March 21, 2009 at 2:25 am | Posted in food | 1 CommentTags: banana bread, coconut, muffins, tropical tastes
why change a great thing? well, if no one ever did, how would we have things that are greater than great? fantastic even? you gotta take that risk.
if i do say so myself, i make some freakin’ awesome banana muffins. i use tyler florence’s recipe for the ultimate banana bread, obviously making changes like substituting the pecans for chocolate chips and making them in muffin form rather than a loaf.
the bananas i bought last weekend went ripe ridiculously fast for my liking (i had to stop eating them around wednesday because i like my bananas yellow with a tinge of green), so by friday, it was high time for action in the kitchen. last night i decided i wanted something a little different – something tropical. so i went about throwing caution to the wind and making crazy substitutions left and right. i was heavily rewarded this morning with a muffin cup of deliciousness.
Here is tyler’s recipe, with my changes in brackets
Ingredients
- 2 cups all-purpose flour (i used 1.5 c flour and 0.5 cups unsweetened coconut)
- 1 1/2 teaspoons baking soda
- 1/2 teaspoon salt
- 4 overripe bananas (i used 5 because that’s what i needed to get rid of)
- 1 cup sugar (i always cut this down to 2/3)
- 3/4 cup (1 1/2 sticks) unsalted butter, melted and cooled (i only put in 1/3 of the butter, for the rest of the fat, i used some cream cheese i needed to get rid of and the balance in coconut butter)
- 2 large eggs
- 1 teaspoon pure vanilla extract (skipped)
- 1/2 cup pecans, finely chopped (instead, i chopped up several rings of pineapple that i dehydrated this week)
Directions
I love how Tyler whips the bananas.
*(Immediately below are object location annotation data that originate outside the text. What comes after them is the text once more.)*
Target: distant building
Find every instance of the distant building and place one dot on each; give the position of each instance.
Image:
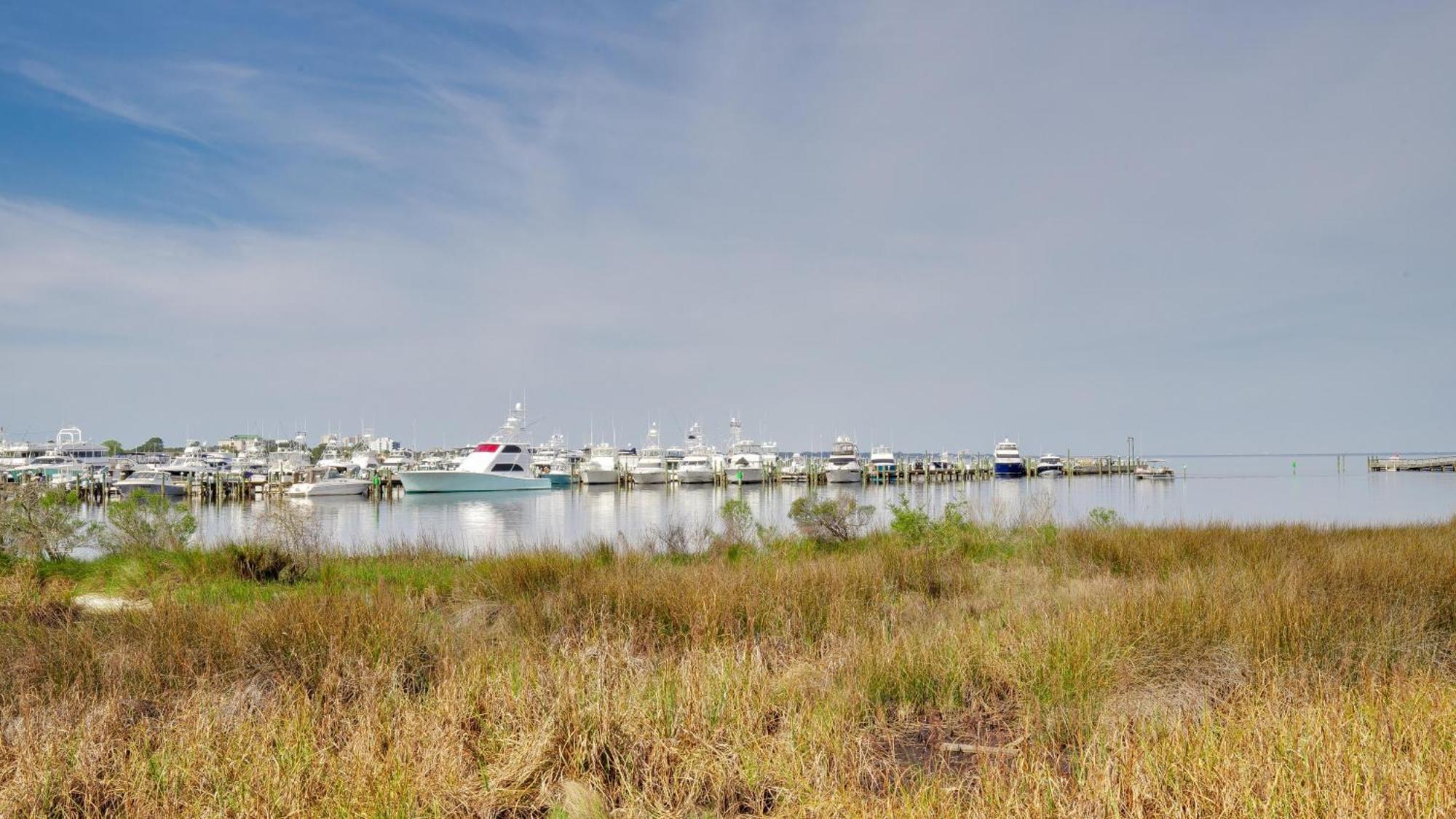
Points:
(242, 443)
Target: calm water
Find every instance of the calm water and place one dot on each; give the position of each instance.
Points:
(1243, 490)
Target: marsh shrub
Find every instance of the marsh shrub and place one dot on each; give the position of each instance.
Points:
(739, 523)
(909, 521)
(832, 521)
(41, 523)
(267, 563)
(148, 521)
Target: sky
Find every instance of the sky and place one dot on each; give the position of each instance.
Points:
(1216, 228)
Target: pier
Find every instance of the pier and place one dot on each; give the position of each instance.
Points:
(1397, 464)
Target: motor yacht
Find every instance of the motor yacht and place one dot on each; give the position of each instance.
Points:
(883, 465)
(650, 467)
(844, 462)
(1051, 465)
(601, 465)
(151, 480)
(502, 462)
(72, 443)
(745, 462)
(333, 483)
(1008, 462)
(1155, 470)
(698, 459)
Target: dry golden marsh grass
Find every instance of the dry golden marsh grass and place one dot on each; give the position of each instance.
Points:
(963, 669)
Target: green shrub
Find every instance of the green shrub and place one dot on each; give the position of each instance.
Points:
(267, 563)
(41, 523)
(739, 523)
(148, 521)
(831, 521)
(912, 522)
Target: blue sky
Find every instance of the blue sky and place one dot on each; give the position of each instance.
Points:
(1218, 229)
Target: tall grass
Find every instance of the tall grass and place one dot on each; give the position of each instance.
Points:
(1088, 670)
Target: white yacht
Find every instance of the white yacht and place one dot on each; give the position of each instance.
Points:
(1008, 462)
(1155, 470)
(650, 467)
(940, 464)
(333, 483)
(72, 443)
(797, 470)
(502, 462)
(20, 452)
(883, 465)
(151, 480)
(844, 462)
(542, 456)
(601, 465)
(745, 462)
(698, 459)
(53, 467)
(1051, 465)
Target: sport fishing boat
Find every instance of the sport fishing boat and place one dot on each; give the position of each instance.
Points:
(1008, 462)
(1051, 465)
(333, 484)
(1155, 470)
(503, 462)
(650, 467)
(698, 459)
(745, 458)
(883, 465)
(844, 462)
(601, 465)
(151, 480)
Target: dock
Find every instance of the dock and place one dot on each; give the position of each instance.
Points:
(1397, 464)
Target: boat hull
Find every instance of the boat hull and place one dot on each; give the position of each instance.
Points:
(746, 475)
(1011, 470)
(456, 481)
(167, 490)
(598, 477)
(330, 488)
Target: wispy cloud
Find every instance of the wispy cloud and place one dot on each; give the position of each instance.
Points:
(52, 79)
(714, 205)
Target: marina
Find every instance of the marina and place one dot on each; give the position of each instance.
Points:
(506, 491)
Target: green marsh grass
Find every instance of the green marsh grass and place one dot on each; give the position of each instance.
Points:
(1110, 670)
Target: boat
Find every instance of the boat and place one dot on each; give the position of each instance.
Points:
(650, 467)
(20, 454)
(1051, 465)
(72, 443)
(1008, 462)
(745, 462)
(53, 467)
(601, 465)
(1154, 470)
(844, 462)
(151, 480)
(499, 464)
(331, 484)
(883, 465)
(698, 459)
(797, 470)
(940, 465)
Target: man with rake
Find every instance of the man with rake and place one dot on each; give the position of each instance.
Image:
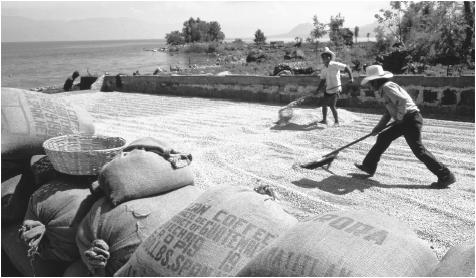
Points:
(399, 106)
(330, 77)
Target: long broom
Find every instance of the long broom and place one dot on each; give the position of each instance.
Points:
(327, 159)
(286, 113)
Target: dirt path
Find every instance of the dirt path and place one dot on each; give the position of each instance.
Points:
(238, 143)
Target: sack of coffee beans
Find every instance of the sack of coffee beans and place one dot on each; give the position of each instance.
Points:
(53, 216)
(345, 243)
(139, 174)
(122, 228)
(215, 236)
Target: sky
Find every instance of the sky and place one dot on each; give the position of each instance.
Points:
(237, 18)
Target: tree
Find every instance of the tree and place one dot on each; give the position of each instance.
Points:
(347, 36)
(335, 34)
(320, 30)
(259, 37)
(356, 33)
(469, 40)
(298, 41)
(214, 32)
(187, 29)
(391, 19)
(175, 38)
(201, 31)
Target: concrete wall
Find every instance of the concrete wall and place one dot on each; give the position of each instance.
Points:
(452, 95)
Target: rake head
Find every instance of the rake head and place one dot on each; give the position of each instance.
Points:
(325, 162)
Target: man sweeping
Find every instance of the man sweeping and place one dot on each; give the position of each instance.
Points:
(400, 106)
(330, 78)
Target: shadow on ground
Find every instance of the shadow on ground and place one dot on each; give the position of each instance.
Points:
(341, 185)
(296, 127)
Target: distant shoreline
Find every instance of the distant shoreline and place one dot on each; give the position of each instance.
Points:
(248, 40)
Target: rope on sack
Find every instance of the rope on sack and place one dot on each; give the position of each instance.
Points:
(97, 256)
(31, 232)
(177, 159)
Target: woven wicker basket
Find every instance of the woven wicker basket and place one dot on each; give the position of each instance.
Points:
(79, 154)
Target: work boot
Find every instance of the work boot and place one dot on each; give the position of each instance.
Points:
(444, 181)
(364, 169)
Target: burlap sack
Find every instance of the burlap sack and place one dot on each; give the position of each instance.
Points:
(215, 236)
(139, 174)
(457, 262)
(29, 118)
(345, 243)
(77, 269)
(124, 227)
(15, 195)
(54, 213)
(17, 190)
(43, 170)
(16, 251)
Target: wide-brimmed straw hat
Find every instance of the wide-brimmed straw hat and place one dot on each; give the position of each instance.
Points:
(375, 72)
(327, 51)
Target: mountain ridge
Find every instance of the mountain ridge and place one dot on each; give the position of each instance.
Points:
(21, 29)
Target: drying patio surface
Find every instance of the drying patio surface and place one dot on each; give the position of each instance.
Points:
(237, 143)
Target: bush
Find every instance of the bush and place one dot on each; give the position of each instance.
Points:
(196, 48)
(212, 47)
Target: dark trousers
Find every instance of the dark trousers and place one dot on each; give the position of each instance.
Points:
(410, 128)
(331, 101)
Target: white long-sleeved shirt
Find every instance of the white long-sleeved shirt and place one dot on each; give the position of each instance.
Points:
(331, 74)
(397, 101)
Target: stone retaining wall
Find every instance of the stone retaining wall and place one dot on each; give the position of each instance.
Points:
(451, 95)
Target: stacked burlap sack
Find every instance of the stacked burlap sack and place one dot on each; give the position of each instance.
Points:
(28, 119)
(216, 235)
(345, 243)
(43, 210)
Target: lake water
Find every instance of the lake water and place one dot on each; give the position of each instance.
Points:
(38, 64)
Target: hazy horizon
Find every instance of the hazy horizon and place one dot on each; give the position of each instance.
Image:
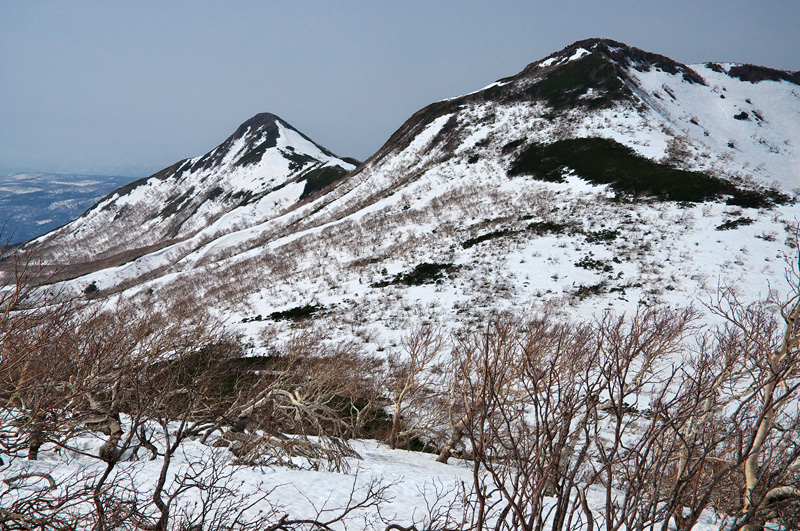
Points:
(127, 89)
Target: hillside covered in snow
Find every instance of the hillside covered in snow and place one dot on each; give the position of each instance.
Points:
(577, 286)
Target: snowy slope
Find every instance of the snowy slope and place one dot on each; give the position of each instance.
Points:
(260, 170)
(438, 228)
(440, 192)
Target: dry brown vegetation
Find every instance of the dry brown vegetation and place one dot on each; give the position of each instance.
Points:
(667, 418)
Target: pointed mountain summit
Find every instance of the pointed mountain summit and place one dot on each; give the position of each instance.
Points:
(263, 168)
(600, 175)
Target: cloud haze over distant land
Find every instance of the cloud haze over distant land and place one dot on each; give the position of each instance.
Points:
(129, 88)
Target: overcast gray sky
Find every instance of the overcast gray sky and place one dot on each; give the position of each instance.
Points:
(130, 87)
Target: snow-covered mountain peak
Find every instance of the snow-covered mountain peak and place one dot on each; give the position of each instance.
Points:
(265, 167)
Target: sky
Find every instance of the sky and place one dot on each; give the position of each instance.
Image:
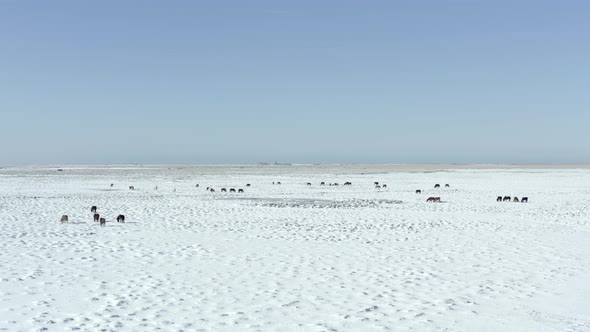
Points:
(202, 82)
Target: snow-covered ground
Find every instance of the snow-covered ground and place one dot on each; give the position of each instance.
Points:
(294, 257)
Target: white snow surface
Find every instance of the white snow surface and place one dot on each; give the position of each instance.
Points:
(294, 257)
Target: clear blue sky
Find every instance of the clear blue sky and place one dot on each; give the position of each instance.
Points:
(95, 82)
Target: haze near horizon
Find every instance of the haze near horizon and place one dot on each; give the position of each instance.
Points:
(264, 81)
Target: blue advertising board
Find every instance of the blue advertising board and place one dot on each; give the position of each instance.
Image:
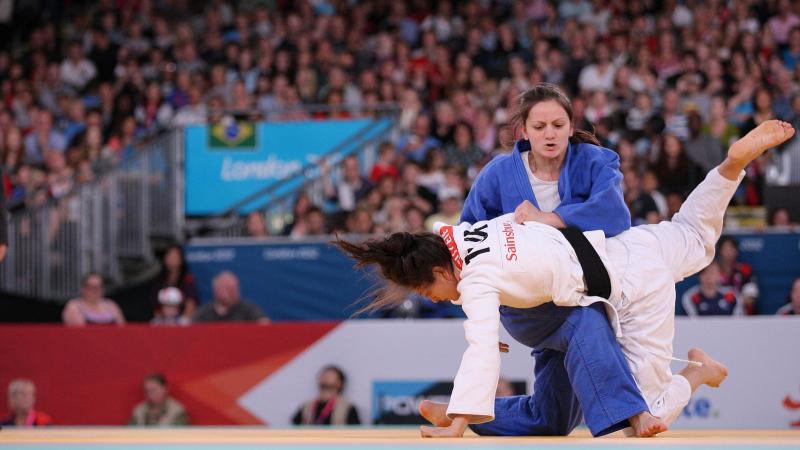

I’m not a big fan of mashing things and I truly believe that the whipping with the sugar makes all the difference in the excellent muffin texture. He says to whip half, mash half for texture (banana chunks?) but I always just whip all.
- Preheat oven to 350 degrees F and lightly grease a 9 by 5-inch loaf pan.
- In a large bowl, combine the flour, baking soda, and salt; set aside.
- Mash 2 of the bananas with a fork in a small bowl so they still have a bit of texture. With an electric mixer fitted with a wire whisk, whip the remaining bananas and sugar together for a good 3 minutes; you want a light and fluffy banana cream. Add the melted butter, eggs, and vanilla; beat well and scrape down the sides of the bowl. Mix in the dry ingredients just until incorporated; no need to overly blend. Fold in the nuts and the mashed bananas with a rubber spatula. Pour the batter into the prepared loaf pan. Give the pan a good rap on the counter to get any air bubbles out.
- Bake for about 1 hour and 15 minutes, until golden brown and a toothpick inserted into the center of the loaf comes out clean. Don’t get nervous if the banana bread develops a crack down the center of the loaf; that’s no mistake, it’s typical. Rotate the pan periodically to ensure even browning.
- Cool the bread in the pan for 10 minutes or so, and then turn out onto a wire rack to cool completely before slicing.